Было время, когда я видела что-то яснее или быстрее других и хваталась за неопровержимые доказательства, громко высказывая свои доводы. Этим я добилась ненависти двух мужей и полного подчинения чужой воле одного из сыновей. Теперь я была и осторожнее, и хитрее.
— Кошмарная история, — снова начала я. — И если ты, Ричард, огласишь ее, весь мир станет думать, что вы в очередной раз поссорились. Можно себе представить, как люди будут смеяться!
— Смеяться? Клянусь гвоздями с креста Иисуса! Почему они будут смеяться?
— Потому что люди страшатся старости, а все, что принижает молодость, доставляет им удовольствие. Разве ты не замечал, как смеются люди, когда какой-нибудь старик на турнире выбивает из седла молодого? Нет? А я замечала. А то, что отец наставил сыну рога — к чему и сводится все дело — рассмешит их так, что у них треснут ребра от хохота.
Ричард стоял как вкопанный и пристально смотрел на меня. Потом угрюмо проговорил:
— Ты права. Об этом я не подумал.
— У тебя просто было мало времени, чтобы подумать, — заметила я.

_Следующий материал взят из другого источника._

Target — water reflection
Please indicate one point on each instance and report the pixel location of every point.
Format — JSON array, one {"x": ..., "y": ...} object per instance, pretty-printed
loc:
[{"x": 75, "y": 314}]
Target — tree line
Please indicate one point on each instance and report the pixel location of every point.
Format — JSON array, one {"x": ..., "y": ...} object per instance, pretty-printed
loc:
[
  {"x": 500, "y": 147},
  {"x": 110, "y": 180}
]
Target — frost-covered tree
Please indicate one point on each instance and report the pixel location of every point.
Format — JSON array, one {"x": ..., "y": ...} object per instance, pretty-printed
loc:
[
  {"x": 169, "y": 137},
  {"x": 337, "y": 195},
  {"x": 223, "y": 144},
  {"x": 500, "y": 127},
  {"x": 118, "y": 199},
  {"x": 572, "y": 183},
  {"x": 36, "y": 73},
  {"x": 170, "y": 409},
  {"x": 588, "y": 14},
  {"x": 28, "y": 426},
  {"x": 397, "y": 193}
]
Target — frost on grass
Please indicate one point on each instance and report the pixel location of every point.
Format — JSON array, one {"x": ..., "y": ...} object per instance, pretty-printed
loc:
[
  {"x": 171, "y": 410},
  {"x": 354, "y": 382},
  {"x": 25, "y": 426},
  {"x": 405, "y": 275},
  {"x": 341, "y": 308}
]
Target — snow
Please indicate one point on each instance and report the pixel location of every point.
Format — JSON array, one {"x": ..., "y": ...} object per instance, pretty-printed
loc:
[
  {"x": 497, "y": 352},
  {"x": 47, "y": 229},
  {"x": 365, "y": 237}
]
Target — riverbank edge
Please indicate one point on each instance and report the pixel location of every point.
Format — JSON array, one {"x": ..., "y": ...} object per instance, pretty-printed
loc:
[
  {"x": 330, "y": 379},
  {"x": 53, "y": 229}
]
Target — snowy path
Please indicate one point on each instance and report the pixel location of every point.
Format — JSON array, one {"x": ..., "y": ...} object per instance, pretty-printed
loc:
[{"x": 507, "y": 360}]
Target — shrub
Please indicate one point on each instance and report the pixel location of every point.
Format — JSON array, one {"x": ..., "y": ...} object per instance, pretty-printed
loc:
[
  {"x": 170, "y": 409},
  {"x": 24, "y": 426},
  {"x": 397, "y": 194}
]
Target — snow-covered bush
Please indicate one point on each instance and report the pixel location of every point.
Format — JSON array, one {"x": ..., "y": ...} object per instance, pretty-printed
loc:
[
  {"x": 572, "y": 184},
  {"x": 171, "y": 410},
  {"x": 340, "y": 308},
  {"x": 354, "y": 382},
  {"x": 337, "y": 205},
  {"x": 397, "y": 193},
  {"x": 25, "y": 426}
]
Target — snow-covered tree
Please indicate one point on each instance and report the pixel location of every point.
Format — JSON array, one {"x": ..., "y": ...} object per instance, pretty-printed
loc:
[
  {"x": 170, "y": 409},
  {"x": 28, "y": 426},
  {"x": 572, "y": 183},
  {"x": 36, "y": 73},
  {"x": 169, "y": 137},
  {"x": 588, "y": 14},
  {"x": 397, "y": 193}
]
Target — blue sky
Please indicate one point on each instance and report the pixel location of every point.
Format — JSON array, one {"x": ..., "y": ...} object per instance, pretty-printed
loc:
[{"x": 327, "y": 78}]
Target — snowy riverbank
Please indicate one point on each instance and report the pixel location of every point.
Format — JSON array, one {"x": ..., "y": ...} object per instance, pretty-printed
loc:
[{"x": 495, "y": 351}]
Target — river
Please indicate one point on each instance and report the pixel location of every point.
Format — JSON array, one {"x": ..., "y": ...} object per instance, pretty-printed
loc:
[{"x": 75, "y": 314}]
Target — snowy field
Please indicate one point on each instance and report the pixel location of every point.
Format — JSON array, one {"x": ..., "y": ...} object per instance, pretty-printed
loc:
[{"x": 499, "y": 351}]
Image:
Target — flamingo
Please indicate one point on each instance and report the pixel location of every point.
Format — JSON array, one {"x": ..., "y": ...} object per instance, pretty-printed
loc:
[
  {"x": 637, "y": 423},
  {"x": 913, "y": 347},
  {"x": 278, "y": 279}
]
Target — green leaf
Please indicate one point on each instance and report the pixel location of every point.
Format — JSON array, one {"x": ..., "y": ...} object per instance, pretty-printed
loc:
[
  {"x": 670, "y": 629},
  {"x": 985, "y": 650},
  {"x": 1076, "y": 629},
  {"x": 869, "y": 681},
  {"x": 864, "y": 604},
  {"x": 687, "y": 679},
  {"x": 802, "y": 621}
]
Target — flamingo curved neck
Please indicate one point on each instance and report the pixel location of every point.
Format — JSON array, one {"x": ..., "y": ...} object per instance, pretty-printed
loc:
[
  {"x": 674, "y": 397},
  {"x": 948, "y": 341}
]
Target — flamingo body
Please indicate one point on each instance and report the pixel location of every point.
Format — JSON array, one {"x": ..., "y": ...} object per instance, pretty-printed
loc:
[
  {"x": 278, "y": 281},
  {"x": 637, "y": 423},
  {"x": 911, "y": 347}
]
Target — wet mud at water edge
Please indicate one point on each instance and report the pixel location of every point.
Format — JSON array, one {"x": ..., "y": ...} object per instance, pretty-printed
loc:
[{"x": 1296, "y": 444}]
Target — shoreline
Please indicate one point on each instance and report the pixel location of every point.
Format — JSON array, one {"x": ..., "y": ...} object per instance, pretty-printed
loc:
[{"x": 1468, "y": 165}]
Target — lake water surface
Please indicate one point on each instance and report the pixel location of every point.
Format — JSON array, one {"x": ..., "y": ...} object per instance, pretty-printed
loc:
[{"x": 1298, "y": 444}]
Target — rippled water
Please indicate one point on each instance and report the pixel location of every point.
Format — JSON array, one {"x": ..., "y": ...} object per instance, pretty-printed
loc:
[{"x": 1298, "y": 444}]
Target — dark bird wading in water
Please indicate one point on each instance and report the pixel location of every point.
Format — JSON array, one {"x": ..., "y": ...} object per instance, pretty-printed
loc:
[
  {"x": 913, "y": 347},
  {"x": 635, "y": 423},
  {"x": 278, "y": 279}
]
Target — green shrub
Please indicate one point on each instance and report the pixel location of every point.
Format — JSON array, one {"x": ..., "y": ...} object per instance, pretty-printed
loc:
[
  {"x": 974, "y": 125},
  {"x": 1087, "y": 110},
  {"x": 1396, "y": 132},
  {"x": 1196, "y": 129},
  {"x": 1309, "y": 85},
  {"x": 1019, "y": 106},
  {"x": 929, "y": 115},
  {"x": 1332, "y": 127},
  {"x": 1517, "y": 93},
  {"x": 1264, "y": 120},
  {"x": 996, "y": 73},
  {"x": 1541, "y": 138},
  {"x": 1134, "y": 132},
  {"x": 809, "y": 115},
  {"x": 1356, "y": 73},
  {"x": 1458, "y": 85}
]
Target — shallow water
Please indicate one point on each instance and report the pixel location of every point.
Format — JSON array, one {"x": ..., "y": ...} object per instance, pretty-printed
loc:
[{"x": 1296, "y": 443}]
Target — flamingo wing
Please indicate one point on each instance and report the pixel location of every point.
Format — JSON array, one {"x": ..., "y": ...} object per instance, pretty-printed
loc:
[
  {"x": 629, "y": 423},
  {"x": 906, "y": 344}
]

Пару секунд он помолчал, а затем взорвался с новым жаром:
— Но я хотел иметь против него хороший аргумент. Он слишком часто разыгрывал роль пострадавшего отца. «Гнездо бешеных гадюк» — говорили про нас. «Чти отца своего» — пустословили люди. — И потом добавил, повернувшись на пятках и снова принявшись колотить перчатками по руке: — Теперь пусть Филипп думает. Я никогда не был уверен в лояльности этого непостриженного монаха, даже когда согласился жениться на его сестре! Теперь я попал в положение, хуже которого не бывает. Если я не женюсь на ней и не дам людям удовлетворительных объяснений, этот хитрый отъявленный трус за одну неделю сговорится с отцом.
Я. заговорила снова, медленно, мягко, складывая слово со словом, будто мне только что пришло это в голову. Ричард не должен понять, что мои мысли опережают его собственные, — мужчины такого не любят.
— Мне кажется, тебе следует обо всем рассказать Филиппу. И если вы решите скрыть правду из рыцарских чувств, это будет превосходно и, возможно, вполне удовлетворит его. Что же касается всех остальных, то я по многим причинам предоставила бы им возможность строить любые догадки. Хотя бы по той единственной причине, что схватка двух правителей, отца и сына, из-за какой-то девчонки вряд ли будет слишком поучительным зрелищем.